Following this analysis of uncertainty and of the results of the aforementioned simulations by the IMF, the BoE and the ECB, we built two adverse scenarios relating to how the trade conflict between the US and its various trading partners could develop over the period 2019-2021, i.e. three years (see the last chart):

  • Scenario of moderate tariffs. This scenario assumes a slightly higher level of protectionism than we have seen to date. In this context, the average annual growth of global GDP in the period 2019-2021 would be 3.1%, compared to the 3.4% forecast by CaixaBank Research. This would be mainly as a result of the uncertainty channel (accounting for 2 decimal points of the reduction). By country, the impact in the US and China would be substantially greater than the impact in the euro area. In Europe, on the other hand, while the uncertainty channel would clearly have a detrimental impact, the trade channel could be favoured by what we referred to as «trade diversion». However, as the trade tensions grew in 2018, Europe suffered a major slowdown in growth (from 0.7% quarter-on-quarter in Q4 2017 to 0.2% in Q4 2018). As such, this «trade diversion» effect does not appear to have made an impact so far.
  • Scenario of high tariffs. This scenario assumes a much greater escalation of protectionism than that witnessed at present, with measures imposed on all US imports and a response of the same calibre imposed against the US by the countries affected. In this case, the average annual growth of global GDP in the period 2019-2021 could fall to 2.6% (8 decimal points below the expected scenario). In this case, trade and uncertainty would contribute equally to lower growth. Again, the US and China would be the most adversely affected economies, although the US economy more so, since it would suffer all the replicas of the tariffs imposed by its various trade partners.

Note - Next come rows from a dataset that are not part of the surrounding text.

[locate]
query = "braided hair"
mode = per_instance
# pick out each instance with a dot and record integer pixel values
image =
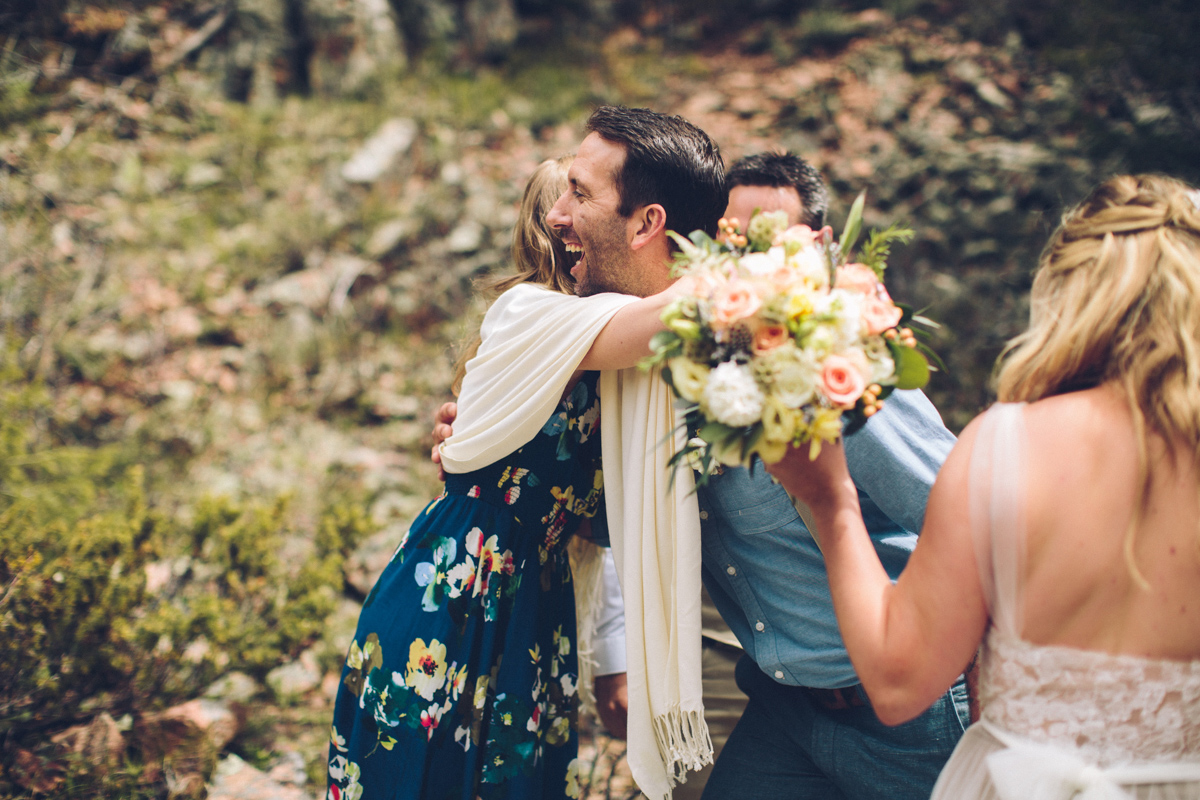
(1116, 299)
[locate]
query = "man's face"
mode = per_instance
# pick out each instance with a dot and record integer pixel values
(586, 218)
(744, 199)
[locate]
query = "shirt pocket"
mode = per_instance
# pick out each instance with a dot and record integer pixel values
(759, 511)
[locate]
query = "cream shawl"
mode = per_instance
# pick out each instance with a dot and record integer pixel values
(533, 341)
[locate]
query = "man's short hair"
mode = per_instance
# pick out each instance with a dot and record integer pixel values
(667, 161)
(785, 169)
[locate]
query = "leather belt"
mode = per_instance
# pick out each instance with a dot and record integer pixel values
(838, 699)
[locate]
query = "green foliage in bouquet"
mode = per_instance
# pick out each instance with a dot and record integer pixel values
(111, 605)
(743, 354)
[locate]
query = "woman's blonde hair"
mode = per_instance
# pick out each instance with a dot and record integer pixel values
(539, 256)
(1116, 298)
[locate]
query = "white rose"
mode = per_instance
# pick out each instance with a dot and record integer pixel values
(760, 264)
(810, 262)
(732, 396)
(795, 374)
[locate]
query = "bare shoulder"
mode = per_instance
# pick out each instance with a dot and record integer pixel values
(1098, 415)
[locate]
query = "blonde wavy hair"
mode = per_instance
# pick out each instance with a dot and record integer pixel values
(1116, 298)
(539, 256)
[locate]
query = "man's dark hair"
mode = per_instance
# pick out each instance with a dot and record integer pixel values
(667, 161)
(785, 169)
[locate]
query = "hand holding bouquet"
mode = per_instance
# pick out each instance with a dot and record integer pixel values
(780, 340)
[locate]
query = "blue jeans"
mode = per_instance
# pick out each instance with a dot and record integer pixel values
(787, 749)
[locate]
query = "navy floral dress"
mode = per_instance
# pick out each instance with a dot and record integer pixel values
(461, 679)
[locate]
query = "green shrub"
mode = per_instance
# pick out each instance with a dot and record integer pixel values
(111, 605)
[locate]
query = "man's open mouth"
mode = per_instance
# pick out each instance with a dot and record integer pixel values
(574, 254)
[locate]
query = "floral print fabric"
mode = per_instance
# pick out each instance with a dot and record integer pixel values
(461, 679)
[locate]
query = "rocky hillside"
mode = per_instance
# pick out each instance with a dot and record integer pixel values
(238, 244)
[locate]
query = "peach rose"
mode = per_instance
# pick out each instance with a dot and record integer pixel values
(841, 380)
(768, 337)
(735, 301)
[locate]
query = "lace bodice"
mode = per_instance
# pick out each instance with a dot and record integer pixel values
(1113, 709)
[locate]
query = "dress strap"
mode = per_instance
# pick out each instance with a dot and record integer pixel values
(996, 486)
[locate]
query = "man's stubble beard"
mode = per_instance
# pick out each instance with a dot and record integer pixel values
(610, 266)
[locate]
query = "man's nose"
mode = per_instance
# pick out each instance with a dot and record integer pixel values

  • 4. See the IMF (WEO, October 2018), the ECB - Economic Bulletin Issue 3/2019, «The economic implications of raising protectionism: a euro area and global perspective» and the Bank of England (speech given by Mark Carney on 5 July 2018).
  • 5. In our scenario, we are assuming that the two powers reach an agreement during the second half of 2019 or in early 2020. The agreement would possibly contain very specific measures on products, making it possible to ensure that it is complied with (it will be a highly technical document). In addition, we envision certain elements in the field of technology transfer and intellectual property. However, the agreement will not entail an immediate withdrawal of the tariffs imposed to date, but rather a gradual removal.
  • 6. We take the global economic policy uncertainty index developed by Steven J. Davis («An Index of Global Economic Policy Uncertainty», Macroeconomic Review, 2016) based on the analysis performed by Baker, Bloom and Davis. A vector autoregression (VAR) of order three is estimated using quarterly data on global GDP growth, global CPI, the short-term (3-month) global interest rate and the global economic policy uncertainty (GEPU) index. The GEPU index reflects global uncertainty, as measured by the relative frequency of news and newspaper articles containing terms related to the economy, uncertainty, politics and public policy in a set of countries that represent two-thirds of the world’s GDP.
GDP growth scenario

However, the risk posed by this potential escalation of tariffs goes beyond the negative short and medium-term effects. The major fear is that this escalation could lead to non-tariff protectionist measures that affect international trade and investment more directly, such as restrictions on foreign technology companies, with potentially far greater impacts both at the economic and the institutional level. Furthermore, in the long term, all these economic obstacles represent a toll on productivity, since they impose barriers for the spread of knowledge and the establishment of network economies, trends that are key in an increasingly digital world.